Modulation of serotonergic neurotransmission by short- and long-term treatments with sigma ligands

1 Sigma receptors were first described in 1976 as opiate receptors but were later determined to be a distinct class of receptors with two subtypes, sigma(1) and sigma(2). Although the endogenous ligand is yet to be elucidated, the sigma, receptor has recently been cloned. 2 Behavioural models used to test potential antidepressants have shown sigma ligands to produce antidepressant effects but their mechanism of action is unknown. 3 The goal of the present study was to assess the effects of various sigma, ligands on the firing activity of serotonin (5-HT) neurons of the dorsal raphe nucleus (DRN) using extracellular in vivo recordings in anaesthetized rats. 4 The sigma(1) ligands (+)-pentazoeine and 4-(N-benzylpiperidin-4-yl)-4-iodobenzamide (4-IBP) (2 mg kg(-1) day(-1)) increased markedly 5-HT firing activity after 2 days of treatment and maintained the same increased firing rate after long-term (21 days) treatments.

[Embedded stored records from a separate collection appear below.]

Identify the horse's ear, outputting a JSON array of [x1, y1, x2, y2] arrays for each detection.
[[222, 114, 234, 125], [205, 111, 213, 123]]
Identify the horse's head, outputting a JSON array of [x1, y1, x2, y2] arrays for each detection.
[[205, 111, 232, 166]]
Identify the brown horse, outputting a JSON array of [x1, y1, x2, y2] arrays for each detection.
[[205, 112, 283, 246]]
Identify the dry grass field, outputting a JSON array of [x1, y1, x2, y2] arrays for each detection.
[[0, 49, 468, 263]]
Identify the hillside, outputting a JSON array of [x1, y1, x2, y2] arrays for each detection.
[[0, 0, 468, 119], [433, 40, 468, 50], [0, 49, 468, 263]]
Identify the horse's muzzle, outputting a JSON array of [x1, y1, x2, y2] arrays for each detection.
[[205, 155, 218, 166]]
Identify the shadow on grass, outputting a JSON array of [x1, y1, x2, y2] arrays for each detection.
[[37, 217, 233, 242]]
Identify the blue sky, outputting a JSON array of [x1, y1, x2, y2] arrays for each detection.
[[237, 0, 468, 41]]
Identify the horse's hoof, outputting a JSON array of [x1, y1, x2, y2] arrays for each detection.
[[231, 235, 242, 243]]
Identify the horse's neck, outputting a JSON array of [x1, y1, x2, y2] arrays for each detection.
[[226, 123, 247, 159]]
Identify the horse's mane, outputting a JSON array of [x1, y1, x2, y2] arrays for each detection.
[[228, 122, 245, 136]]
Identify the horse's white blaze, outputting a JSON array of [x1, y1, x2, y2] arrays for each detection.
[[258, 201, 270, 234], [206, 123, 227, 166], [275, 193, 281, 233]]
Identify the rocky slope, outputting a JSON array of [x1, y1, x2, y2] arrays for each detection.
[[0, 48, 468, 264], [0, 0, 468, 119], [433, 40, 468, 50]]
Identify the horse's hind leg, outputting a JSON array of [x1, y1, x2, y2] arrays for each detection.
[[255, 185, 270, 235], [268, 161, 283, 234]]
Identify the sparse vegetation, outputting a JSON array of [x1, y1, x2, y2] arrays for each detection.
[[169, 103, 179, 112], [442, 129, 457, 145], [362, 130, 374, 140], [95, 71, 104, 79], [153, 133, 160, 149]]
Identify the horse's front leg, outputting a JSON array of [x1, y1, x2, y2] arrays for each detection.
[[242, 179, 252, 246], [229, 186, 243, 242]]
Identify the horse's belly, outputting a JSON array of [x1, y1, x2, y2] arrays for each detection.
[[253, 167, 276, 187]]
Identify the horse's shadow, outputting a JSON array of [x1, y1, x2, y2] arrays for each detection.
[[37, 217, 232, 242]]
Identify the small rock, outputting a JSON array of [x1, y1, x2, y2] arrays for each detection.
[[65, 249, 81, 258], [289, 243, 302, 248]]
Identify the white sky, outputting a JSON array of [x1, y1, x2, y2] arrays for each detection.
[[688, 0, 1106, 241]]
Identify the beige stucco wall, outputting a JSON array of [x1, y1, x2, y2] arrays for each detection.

Furthermore, the increased firing rate produced by 2 and 21 day treatments with (+)-pentazocine was prevented by the coadministration of N,N-dipropyl-2-(4-methoxy-3-(2-phenylethoxy)phenyl)-thylamine (NE-100) (10 mg kg(-1) day(-1)) a selective sigma(1) antagonist, confirming the sigma, receptor's modulation of these effects. In contrast, the sigma(1) ligands (+)-N-cyclopropylmethyl-N-methyl-1,4-diphenyl-1-1-ethyl-but-3-en-1-ylamine hydrochloride (JO-1784) and 2-(4-morpholinoethyl 1-phenyl-cyclohexane-1-carboxylate hydrochloride (PRE-084) had no effect. 5 Following a 21-day treatment with (+)-pentazoeine there was a marked reduction in the number of neurons found per track. This decrease was not seen after chronic treatment with 4-IBP and may represent a depolarization block. 6 These results suggest a modulation of serotonergic neurotransmission by some sigma receptors and provide a potential mechanism for the 'antidepressant effects' reported and provide evidence toward sigma(1) ligands as potential antidepressants with a rapid onset of action.